FIGURE 3. Core photographs of Lithofacies (LF) encountered in Well B and Well D. (A,B) LF 1: massive to dewatered sandstones with muddy bed bases (a), that transition in dishes (b), pillars (c) and banding (d). (C) LF 2: cross-laminated sandstones that erode into each other (e). (D) LF 3: well bedded low density turbidites with parallel- and ripple lamination with increasingly muddy foresets (f). (E,F) LF 4: turbidites beds that show flow transformation towards the bed tops where relatively clean sandstones are interbedded with muddy structureless sandstones (d). (G,H) LF 4: bipartite hybrid beds with muddy and partly sandstones at the base grade into linked debrites at the top (h). (I,J) LF 5: debrites and slumped beds. (K) LF6: Bottom current reworked sandstones above lobe fringe turbidite beds showing changing paleo flow directions (i). (L) LF6: Bottom current reworked sandstones in a distal position with low sedimentation rates that allowed for pervasive bioturbation (j). (M) LF 7: Drift deposit consists of mottled, red to green muddy siltstones. HDT—High density turbidites; LDT—Low density turbidites; TFD—Transitional flow deposits; HEB—Hybrid event beds.

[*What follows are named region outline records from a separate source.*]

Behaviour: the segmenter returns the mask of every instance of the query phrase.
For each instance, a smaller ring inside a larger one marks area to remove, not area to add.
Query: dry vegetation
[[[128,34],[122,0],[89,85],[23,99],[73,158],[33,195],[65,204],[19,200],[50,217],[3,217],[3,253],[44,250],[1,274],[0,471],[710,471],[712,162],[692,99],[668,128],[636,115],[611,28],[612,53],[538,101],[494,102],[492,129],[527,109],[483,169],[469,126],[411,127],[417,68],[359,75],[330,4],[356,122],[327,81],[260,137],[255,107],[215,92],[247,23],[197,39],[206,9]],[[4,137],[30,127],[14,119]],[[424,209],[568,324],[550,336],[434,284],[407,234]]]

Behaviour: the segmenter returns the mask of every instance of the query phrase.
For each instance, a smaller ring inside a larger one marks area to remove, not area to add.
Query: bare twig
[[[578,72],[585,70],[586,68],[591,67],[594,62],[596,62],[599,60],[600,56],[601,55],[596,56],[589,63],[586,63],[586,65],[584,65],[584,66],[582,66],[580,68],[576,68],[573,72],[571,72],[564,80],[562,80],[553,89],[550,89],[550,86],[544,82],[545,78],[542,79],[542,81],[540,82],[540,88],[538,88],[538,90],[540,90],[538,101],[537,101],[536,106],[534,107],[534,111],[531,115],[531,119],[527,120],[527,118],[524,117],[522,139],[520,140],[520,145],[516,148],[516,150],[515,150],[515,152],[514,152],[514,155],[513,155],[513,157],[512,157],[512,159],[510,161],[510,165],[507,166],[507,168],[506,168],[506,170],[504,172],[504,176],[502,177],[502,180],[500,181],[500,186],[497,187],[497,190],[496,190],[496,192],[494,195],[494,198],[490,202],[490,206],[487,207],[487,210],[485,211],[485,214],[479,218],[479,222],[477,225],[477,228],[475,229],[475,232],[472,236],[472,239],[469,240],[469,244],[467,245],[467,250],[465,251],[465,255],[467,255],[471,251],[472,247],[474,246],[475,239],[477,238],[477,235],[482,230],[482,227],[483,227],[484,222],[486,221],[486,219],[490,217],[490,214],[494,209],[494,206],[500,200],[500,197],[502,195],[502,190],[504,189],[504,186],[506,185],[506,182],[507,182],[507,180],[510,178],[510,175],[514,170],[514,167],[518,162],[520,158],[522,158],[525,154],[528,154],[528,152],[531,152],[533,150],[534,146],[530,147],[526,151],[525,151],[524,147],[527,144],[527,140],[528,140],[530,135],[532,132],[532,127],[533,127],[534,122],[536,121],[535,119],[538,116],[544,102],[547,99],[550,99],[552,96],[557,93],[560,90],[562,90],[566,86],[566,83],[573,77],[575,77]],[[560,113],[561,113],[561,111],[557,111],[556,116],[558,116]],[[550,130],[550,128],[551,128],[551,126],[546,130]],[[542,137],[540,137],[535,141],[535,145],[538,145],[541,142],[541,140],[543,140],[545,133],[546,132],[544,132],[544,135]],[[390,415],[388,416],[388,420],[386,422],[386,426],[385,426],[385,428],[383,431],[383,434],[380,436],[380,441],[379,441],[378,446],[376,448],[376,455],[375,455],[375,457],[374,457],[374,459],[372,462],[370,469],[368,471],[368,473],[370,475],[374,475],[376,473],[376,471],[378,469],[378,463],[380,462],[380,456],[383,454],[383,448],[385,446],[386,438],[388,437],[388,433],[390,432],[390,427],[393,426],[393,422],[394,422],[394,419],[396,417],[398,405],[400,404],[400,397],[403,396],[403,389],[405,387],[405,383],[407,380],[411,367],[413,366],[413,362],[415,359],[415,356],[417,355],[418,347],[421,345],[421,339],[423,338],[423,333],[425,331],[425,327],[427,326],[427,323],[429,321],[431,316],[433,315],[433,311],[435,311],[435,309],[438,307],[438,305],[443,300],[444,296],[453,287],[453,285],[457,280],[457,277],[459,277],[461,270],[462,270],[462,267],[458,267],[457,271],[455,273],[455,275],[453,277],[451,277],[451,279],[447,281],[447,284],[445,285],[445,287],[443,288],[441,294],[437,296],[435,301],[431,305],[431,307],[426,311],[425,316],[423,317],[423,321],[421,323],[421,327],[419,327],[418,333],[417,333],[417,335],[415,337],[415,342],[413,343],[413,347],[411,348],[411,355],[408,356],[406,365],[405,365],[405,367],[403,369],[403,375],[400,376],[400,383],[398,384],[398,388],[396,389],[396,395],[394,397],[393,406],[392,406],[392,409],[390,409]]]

3 Geological and Oceanographic Setting
3.1 Basin Evolution and Sedimentology
Northwest-southeast oriented rifting that overprinted initial failed rifts (Karoo rifts) during the Late Jurassic to Lower Cretaceous led to the breakup of the Gondwana Supercontinent and the development of the East African Coastal Basins (Figure 2) (Salman and Abdula, 1995; Leinweber and Jokat, 2012; Reeves et al., 2016; Reeves, 2018). The separation of eastern- (Madagascar, India, Antarctica and Australia) and western- Gondwana (Africa and America) caused the development of shallow marine sedimentary systems in the Mandawa and Rovuma Basins (Key et al., 2008; Smelror et al., 2008, 2018; Hudson and Nicholas, 2014; Fossum et al., 2019). The initial rifting was followed by north to south continental drift along two large transform fault zones, the Davie Ridge and the Sea Gap, during the Kimmeridgian and Barremian (Reeves et al., 2016). Continental drift ceased with the onset of rifting between Madagascar and India, but subsequent reactivation of these lineaments formed considerable tectonic relief in the form of pull-apart mini-basins and pop-up structures during the Upper Cretaceous (Salman and Abdula, 1995; Reeves et al., 2016). A transgression in the Albian caused the development of deep-marine sedimentary systems in East African Offshore Basins (Key et al., 2008; Smelror et al., 2008, 2018; Sansom, 2018; Fossum et al., 2019). Tectonic movement along the Sea Gap (SG) and drift deposition by margin parallel, northwards flowing deep-marine currents caused the development of extensive topography along the margin (Sansom, 2018; Thiéblemont et al., 2020). This topography and direct interactions of margin-parallel currents greatly influence local turbidite systems, causing asymmetrical morphologies and facies distribution along submarine channel-fills and lobe complexes (Sansom, 2018; Fonnesu et al., 2020; Fuhrmann et al., 2020). Sediment was sourced by long-lived sediment entry points along old rift shoulders of failed Karoo-rifts, and large river systems such as the Rovuma and Rufiji (Key et al., 2008; Smelror et al., 2008; Fossum et al., 2019). Pulses of coarse grained sediment in the Late Albian, Middle-Late Cenomanian, Early Turonian and Early Santonian caused channel incision and the deposition of coarse-grained deposits at the base of slope which are the focus of this study.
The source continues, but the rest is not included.